= John Kenneth Terres =

American naturalist and author (1905–2006)

John Kenneth Terres (December 17, 1905 - December 8, 2006), was an American naturalist and author. He is best known for his popular works on North American birds. He authored more than fifty works, usually writing as John K. Terres.

He was born in Philadelphia, Pennsylvania and spent his early years in New Jersey. He was educated at State Teachers College (Indiana, Pennsylvania), Cornell University and New York University. In 1986, he received an honorary Doctor of Letters from the University of North Carolina. He received the John Burroughs Medal (1971) for From Laurel Hill to Siler's Bog, which detailed his explorations of Mason Farm Biological Reserve, part of the North Carolina Botanical Garden. Terres served as Editor of Audubon Magazine for twelve years (1948-1960).

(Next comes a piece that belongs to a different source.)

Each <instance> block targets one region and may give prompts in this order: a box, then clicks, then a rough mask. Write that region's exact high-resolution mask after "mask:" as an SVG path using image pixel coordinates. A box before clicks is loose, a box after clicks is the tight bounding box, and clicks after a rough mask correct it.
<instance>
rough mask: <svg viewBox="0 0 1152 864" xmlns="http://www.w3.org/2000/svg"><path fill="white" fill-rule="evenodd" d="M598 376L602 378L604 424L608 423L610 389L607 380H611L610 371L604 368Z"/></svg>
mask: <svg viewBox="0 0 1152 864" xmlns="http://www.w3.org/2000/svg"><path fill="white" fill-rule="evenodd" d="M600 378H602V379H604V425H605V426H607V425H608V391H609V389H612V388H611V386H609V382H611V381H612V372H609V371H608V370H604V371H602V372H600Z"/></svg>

He died 9 days before his 101st birthday on December 8, 2006.

== Selected works ==
- John K. Terres (1953). Songbirds in Your Garden. New York: Thomas Y. Crowell Company.
- John K. Terres (1960). The Wonders I See. Philadelphia, Pennsylvania: Lippincott.
- John K. Terres (1969). From Laurel Hill to Siler's Bog: The Walking Adventures of a Naturalist Chapel Hill, North Carolina: University of North Carolina Press. ISBN 978-0-8078-4426-7 (or ISBN 0-8078-4426-8)
- John K. Terres (1980). The Audubon Society Encyclopedia of North American Birds. New York: Knopf. ISBN 0-394-46651-9.
He was a contributing editor of Birder's World magazine, culminating with an article about American Crow behavior observations of his own, plus his own watercolors of crows performing the behaviors in the text. He died with the wish of revising his 1980 Audubon Encyclopedia of North American Birds, about which Roger Tory Peterson said never left his desk side. Birder's World published, before the crow article, a story about him, with a photograph of him at the University of North Carolina—Chapel Hill biological station, with much concentration examining a specimen.